Дверь резко распахнулась, но Алекса не отреагировала.
Она не позволила себе проявлений слабости, когда покидала дом.
Она бодрилась, когда приехала в Аргирис. Она постоянно уверяла
себя, что сможет начать новую жизнь. Но стала жертвой глупого
розыгрыша. Не почувствовала чужой магии. Снова оказалась слишком
наивной.
— Я дура! Какая же я дура...
— Для дуры ты слишком самокритична, — обняв ее, прошептал
Эдвин.
Он не дал Алексе возможности вырваться. Несколько минут они
простояли молча. Каждый пытался справиться со своими эмоциями.
Эдвина охватило жгучее раскаяние за нелепую и совершенно неуместную
месть. А Алекса пыталась справиться с растерянностью и хоть немного
разобраться в происходящем.
— Что ты мне подсунул? — спросила она, как только немного
успокоилась.
— Зелье было в соке.
Алексе хотелось принять неприступный вид, но вместо этого она
громко шмыгнула носом. Непозволительно громко для девушки с
хорошими манерами. Впрочем, Эдвина проняло.
— Прости. Мне, правда, очень жаль. Я был уверен, что ты быстро
обнаружишь «вампирские глазки». Вы же, девушки, постоянно
смотритесь в зеркало, — начал каяться он.
Последнее замечание Алексе категорически не понравилось. Она не
без сожаления отстранилась от куратора.
— Действие зелья устраняется стандартным
заклятием-нейтрализатором, — смиренно встретив ее хмурый взгляд,
сообщил Эдвин.
Он взмахнул рукой и быстро прошептал заклятие. Алекса не
почувствовала в себе никаких изменений, но от комментариев пока
решила воздержаться.
— Готово, — довольно улыбнулся Эдвин. — А идиотам, посчитавшим
тебя вампиром, можешь напомнить, что главной отличительной
особенностью этого вида всегда были клыки.
Ладони Алексы непроизвольно сжались в кулаки, а в выражении лица
явственно промелькнуло многообещающее предупреждение: «Не
нарывайся!»
— Можно и не напоминать, конечно, — пошел на попятный Эдвин.
— Со мной никто не станет общаться. Однокурсники теперь решат,
что я маскирую вампирскую сущность, — выпалила Алекса, прежде чем
скрыться за дверью своей комнаты.
Эдвин прислонился спиной к стене, закрыл глаза и медленно сполз
на пол.
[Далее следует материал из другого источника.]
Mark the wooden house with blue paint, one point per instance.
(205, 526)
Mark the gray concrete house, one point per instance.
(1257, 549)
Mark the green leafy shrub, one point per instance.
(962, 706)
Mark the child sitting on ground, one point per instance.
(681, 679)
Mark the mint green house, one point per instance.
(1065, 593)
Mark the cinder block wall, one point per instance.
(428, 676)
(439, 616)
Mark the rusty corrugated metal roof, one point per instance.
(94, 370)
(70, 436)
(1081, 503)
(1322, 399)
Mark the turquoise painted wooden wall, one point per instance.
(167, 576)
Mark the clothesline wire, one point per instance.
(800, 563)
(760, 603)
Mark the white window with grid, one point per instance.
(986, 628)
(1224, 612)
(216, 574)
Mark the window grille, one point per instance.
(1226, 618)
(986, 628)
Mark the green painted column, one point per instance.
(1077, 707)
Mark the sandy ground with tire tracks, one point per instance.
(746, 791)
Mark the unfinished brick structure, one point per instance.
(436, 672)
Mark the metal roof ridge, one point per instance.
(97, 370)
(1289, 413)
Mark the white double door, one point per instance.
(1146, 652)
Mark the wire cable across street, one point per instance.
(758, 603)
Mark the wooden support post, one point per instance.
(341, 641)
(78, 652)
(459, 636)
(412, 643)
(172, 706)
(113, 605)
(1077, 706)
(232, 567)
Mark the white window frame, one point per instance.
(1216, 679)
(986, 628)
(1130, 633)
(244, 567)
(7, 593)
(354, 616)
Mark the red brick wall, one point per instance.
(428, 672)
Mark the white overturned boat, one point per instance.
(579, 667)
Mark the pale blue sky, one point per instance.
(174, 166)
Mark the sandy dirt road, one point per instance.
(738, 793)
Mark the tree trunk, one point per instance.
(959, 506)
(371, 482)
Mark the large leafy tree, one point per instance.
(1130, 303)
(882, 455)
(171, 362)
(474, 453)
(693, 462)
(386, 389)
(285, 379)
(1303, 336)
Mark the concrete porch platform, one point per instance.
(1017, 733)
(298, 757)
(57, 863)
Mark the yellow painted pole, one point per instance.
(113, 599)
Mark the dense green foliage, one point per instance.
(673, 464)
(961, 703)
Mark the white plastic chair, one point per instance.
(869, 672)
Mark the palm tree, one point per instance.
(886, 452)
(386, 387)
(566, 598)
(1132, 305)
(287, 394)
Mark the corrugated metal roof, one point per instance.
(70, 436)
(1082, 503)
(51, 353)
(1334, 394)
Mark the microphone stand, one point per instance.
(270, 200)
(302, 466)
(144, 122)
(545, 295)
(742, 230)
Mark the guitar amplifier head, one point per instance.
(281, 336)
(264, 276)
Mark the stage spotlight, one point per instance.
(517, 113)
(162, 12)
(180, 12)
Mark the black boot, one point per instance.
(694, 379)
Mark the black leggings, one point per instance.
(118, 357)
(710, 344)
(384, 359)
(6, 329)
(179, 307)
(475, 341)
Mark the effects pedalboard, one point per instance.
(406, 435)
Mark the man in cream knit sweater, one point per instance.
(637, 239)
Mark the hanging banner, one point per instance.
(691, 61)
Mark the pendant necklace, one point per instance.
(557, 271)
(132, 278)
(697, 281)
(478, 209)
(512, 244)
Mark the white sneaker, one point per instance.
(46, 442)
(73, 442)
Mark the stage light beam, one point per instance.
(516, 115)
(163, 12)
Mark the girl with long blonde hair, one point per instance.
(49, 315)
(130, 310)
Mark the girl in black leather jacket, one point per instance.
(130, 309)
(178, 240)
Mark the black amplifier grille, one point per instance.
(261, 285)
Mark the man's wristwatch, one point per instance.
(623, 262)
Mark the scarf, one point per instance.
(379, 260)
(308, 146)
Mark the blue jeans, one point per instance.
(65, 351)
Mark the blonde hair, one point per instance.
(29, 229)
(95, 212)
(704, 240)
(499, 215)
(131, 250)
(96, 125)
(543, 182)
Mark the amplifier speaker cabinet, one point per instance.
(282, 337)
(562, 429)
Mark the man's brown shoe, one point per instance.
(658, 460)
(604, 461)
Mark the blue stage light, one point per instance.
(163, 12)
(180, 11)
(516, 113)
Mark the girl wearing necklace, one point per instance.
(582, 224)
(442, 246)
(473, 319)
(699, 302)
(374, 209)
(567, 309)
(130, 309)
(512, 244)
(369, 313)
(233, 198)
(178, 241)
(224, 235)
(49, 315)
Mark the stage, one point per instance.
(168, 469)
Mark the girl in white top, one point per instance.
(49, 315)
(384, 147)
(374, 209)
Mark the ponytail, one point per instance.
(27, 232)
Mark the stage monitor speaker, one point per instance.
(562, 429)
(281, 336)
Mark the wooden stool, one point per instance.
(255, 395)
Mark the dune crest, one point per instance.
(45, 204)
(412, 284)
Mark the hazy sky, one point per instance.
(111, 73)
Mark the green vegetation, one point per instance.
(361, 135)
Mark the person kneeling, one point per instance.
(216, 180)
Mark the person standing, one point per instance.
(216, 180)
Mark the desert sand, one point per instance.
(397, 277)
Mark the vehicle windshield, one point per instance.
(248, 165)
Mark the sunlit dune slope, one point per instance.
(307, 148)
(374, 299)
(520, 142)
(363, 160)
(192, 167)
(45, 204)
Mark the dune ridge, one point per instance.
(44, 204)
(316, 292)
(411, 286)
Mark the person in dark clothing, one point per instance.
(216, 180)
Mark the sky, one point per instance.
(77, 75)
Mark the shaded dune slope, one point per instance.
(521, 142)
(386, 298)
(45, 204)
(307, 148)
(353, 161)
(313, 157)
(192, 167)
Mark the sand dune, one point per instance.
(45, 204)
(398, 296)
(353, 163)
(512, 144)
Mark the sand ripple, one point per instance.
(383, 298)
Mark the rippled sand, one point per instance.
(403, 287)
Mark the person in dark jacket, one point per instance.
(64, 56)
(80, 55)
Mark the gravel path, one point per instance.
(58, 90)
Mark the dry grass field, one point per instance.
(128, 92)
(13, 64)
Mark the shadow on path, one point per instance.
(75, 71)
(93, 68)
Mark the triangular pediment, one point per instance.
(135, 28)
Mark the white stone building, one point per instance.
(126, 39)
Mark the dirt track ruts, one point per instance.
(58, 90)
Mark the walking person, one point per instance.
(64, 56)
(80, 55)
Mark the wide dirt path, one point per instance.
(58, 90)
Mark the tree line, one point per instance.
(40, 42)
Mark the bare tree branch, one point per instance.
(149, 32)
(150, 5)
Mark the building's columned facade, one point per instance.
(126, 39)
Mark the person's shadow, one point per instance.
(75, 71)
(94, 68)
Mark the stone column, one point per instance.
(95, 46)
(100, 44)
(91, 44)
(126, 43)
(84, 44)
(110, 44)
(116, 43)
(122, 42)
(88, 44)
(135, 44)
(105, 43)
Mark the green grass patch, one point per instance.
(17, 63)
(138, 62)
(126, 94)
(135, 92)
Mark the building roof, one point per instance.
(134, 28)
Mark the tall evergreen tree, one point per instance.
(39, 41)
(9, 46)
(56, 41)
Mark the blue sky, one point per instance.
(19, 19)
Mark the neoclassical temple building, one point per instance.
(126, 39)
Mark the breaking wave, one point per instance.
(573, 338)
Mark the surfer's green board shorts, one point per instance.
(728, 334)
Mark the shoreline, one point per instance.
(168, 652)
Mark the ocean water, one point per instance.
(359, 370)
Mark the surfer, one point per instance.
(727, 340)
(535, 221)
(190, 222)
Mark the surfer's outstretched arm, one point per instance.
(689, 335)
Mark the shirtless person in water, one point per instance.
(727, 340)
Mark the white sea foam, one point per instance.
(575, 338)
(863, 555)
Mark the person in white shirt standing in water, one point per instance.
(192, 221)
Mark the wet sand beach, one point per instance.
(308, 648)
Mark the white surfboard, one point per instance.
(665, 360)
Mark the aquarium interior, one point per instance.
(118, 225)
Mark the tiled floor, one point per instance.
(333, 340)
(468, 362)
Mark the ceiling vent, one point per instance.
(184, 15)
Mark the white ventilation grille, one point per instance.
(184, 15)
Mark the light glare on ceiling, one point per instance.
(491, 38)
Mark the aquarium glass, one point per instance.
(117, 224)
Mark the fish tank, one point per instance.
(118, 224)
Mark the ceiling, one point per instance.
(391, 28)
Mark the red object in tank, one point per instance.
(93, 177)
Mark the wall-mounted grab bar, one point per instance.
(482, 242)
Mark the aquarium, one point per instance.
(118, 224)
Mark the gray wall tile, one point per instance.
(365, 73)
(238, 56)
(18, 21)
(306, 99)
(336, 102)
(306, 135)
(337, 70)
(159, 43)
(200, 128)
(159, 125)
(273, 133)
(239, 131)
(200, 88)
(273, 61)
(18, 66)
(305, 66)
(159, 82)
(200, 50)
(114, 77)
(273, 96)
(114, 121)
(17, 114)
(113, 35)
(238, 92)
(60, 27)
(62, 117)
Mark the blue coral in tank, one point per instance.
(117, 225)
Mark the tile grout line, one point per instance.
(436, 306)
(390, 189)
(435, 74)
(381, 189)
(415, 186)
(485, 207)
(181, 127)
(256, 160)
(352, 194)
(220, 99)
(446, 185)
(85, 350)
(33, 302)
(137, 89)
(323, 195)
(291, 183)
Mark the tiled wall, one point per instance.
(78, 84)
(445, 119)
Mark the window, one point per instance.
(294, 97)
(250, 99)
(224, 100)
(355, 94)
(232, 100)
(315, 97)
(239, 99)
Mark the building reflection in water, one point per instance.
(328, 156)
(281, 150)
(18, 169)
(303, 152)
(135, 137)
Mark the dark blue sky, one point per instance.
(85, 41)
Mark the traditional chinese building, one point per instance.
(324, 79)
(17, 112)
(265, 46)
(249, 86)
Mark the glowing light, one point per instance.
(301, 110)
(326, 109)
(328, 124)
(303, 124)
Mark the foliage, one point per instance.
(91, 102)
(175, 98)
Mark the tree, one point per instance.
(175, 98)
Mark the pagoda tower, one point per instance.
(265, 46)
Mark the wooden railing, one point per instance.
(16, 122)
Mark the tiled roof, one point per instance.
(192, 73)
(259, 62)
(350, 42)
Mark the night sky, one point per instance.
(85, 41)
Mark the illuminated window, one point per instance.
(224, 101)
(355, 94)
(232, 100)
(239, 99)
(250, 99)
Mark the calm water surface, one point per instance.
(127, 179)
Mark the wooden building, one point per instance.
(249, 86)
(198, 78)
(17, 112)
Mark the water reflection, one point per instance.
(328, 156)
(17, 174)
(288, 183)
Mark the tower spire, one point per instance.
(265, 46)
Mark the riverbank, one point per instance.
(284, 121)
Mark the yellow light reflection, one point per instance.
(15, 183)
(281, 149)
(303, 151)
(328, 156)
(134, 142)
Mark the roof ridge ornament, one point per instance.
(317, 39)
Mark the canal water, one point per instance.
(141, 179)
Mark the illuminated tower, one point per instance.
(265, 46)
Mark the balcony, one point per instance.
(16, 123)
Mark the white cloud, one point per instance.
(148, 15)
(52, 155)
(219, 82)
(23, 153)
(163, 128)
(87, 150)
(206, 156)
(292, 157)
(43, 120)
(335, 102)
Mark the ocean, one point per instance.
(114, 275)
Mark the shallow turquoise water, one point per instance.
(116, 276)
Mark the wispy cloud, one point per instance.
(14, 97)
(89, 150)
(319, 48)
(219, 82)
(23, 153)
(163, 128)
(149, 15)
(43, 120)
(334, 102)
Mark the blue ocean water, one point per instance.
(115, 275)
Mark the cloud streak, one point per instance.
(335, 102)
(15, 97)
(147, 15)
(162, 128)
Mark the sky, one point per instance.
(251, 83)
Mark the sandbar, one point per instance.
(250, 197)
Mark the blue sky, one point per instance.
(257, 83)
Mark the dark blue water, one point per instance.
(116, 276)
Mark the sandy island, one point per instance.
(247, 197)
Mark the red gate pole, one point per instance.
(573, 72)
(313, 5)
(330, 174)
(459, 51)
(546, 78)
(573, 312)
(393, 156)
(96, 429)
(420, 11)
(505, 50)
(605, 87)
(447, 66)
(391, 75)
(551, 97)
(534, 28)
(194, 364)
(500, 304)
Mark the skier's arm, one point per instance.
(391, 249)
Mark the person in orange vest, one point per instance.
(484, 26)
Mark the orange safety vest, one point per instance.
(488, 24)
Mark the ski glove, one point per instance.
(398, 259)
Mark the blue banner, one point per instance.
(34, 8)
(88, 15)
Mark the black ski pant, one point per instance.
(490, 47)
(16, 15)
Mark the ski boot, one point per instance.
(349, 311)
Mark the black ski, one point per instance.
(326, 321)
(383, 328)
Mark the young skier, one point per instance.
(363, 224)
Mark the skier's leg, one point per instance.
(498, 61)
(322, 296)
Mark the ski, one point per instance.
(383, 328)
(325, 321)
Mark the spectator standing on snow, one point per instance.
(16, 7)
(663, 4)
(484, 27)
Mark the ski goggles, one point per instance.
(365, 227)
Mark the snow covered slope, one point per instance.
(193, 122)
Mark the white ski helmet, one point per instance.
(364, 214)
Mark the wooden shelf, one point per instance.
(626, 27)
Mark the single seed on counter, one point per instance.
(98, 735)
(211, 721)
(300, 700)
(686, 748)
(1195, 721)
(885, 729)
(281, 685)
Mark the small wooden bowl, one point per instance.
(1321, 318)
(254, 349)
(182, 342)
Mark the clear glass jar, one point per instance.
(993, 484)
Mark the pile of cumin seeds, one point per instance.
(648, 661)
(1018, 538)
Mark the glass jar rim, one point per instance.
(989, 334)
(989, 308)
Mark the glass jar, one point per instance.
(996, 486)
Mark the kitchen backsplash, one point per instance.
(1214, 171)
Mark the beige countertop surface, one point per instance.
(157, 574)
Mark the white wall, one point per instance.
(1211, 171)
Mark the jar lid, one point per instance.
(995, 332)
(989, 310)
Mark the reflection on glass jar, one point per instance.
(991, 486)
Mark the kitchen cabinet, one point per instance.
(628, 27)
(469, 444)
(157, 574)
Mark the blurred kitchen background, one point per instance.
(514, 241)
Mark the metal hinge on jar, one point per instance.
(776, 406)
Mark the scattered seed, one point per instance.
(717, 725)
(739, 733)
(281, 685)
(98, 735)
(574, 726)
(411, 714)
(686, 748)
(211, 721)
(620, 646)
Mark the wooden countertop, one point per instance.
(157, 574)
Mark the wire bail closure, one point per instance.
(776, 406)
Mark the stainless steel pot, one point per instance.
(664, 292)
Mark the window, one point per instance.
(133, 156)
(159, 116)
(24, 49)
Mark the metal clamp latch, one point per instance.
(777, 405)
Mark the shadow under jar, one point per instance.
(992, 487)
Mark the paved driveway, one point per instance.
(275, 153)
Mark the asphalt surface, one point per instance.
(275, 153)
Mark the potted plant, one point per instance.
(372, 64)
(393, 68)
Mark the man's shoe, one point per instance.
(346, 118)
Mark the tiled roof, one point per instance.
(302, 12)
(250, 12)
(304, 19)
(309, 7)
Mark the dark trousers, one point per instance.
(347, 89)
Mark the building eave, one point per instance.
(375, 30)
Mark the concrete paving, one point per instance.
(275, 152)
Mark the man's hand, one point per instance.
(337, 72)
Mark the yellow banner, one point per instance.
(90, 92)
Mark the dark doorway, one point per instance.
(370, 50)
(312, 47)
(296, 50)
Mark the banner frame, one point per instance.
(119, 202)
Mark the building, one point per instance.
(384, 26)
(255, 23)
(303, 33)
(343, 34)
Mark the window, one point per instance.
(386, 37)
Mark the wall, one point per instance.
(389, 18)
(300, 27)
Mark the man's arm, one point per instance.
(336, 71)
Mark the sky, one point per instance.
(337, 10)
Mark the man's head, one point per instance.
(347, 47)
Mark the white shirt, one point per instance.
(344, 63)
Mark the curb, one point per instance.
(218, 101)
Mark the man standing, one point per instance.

Чувствовал он себя паршиво. Воспоминание о поцелуе то и
дело вспыхивало яркой зарницей в сознании.
Угораздило же так глупо поддаться порыву. Эдвин целый год не
позволял себе испытывать ничего, кроме раздражения из-за зелья,
которое все никак не удавалось приготовить. И страха за отца,
потому что мог не успеть.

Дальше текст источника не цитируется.